O ato de limpar as lágrimas se transforma em um ritual de purificação e não é por acaso que o ditado popular diz que as lágrimas lavam os olhos e que os olhos são a porta e o espelho da alma. Através dos olhos se chega ao íntimo do ser e por esta razão, chorar é expurgar alguma coisa que atormenta por dentro, enquanto o rosto transporta para si a dor humana de existir. Pede-se para Dante limpar as lágrimas do rosto trazidas do Inferno, as angústias vinda do abismo, para que ele siga de modo mais ameno a subida da montanha do Purgatório, retornando para o início da humanidade que se figura na imagem do Céu – Paraíso como o próprio Jardim do Éden; o paraíso perdido. Encontra-se no livro do Apocalipse uma passagem emblemática de como lavar o rosto e limpar as lágrimas não só significam a renovação e a purificação, mas principalmente o anúncio de um novo tempo e de um novo paraíso prometido por Deus:

21. E vi um novo céu e uma nova terra. Porque já o primeiro céu e a primeira terra passaram, e o mar já não existe.

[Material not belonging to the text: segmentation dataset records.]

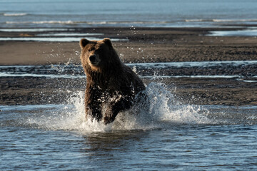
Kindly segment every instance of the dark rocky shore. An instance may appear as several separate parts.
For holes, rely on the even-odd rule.
[[[207,36],[210,31],[236,28],[96,28],[78,33],[101,33],[99,38],[128,39],[114,45],[126,63],[257,60],[256,37]],[[21,34],[22,33],[22,34]],[[35,36],[34,33],[0,32],[1,37]],[[79,42],[1,41],[0,65],[79,64]],[[36,68],[35,68],[36,69]],[[33,70],[33,68],[32,68]],[[257,105],[256,66],[211,69],[183,68],[139,71],[141,76],[223,76],[240,78],[143,78],[163,82],[178,100],[196,105]],[[43,73],[44,74],[44,73]],[[244,81],[251,77],[252,81]],[[85,79],[44,77],[0,77],[0,105],[66,103],[76,91],[84,91]]]

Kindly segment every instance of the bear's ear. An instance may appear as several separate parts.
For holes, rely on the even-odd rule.
[[[89,43],[89,40],[86,40],[86,38],[81,38],[81,40],[79,41],[79,45],[81,48],[81,49],[83,49],[86,45],[87,45]]]
[[[104,42],[104,43],[106,43],[106,45],[109,46],[112,46],[111,45],[111,41],[110,40],[110,38],[104,38],[103,41]]]

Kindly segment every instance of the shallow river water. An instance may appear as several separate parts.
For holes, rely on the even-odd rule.
[[[151,82],[156,73],[150,69],[161,76],[204,77],[213,76],[206,74],[206,68],[240,67],[246,71],[231,70],[220,76],[254,83],[256,71],[247,71],[256,61],[149,65],[136,68],[141,77],[151,77],[146,89],[150,110],[119,113],[108,125],[86,120],[84,91],[74,92],[65,104],[0,105],[0,170],[257,169],[256,105],[185,104],[167,85]],[[1,66],[0,76],[85,79],[80,66],[37,67]],[[198,75],[178,72],[183,67],[196,67]]]

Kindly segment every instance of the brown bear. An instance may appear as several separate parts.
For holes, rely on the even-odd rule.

4. E Deus limpará de seus olhos toda lágrima, e não haverá mais morte, nem pranto, nem clamor, nem dor, porque já as primeiras coisas são passadas.

(BIBLÌA SAGRADA, Apocalipse, capítulo 21 vers. 1 e 4)

Desta maneira, a limpeza das lágrimas no rosto de Dante é o anúncio dentro do Purgatório do Paraíso Perdido, juntamente com as quatro estrelas e os raios do Sol que se vê, mas que não se pode alcançar, isto é, do Céu Paraíso onde somente a almas extremamente purificadas e lavadas durante o caminho – montanhas poderão chegar.

E o junco ao final do Canto, que Dante arranca com suas mãos, traz o sentido da nova aliança, porque ao ser arrancado cresce novamente e cresce no deserto, dando vida para aquilo que antes era morto, era o nada. Neste sentido a anunciação do paraíso perpassa todo Canto I do Purgatório e pode ser considerada a função deste livro: anunciar e preparar o espírito para a sua chegada ao Paraíso no plano narrativo, enquanto prepara o leitor através de símbolos para o livro mais abstrato e hermético de toda a Divina, que é o Paraíso.

Referências Bibliográficas

ALIGHIERI, Dante. A Divina Comédia. Trad. Ítalo Eugênio Mauro. São Paulo: Ateliê, 2009.

BIBLIA SAGRADA, tradução: João Ferreira de Almeida. São Paulo: Sociedade Bíblica do Brasil,1995.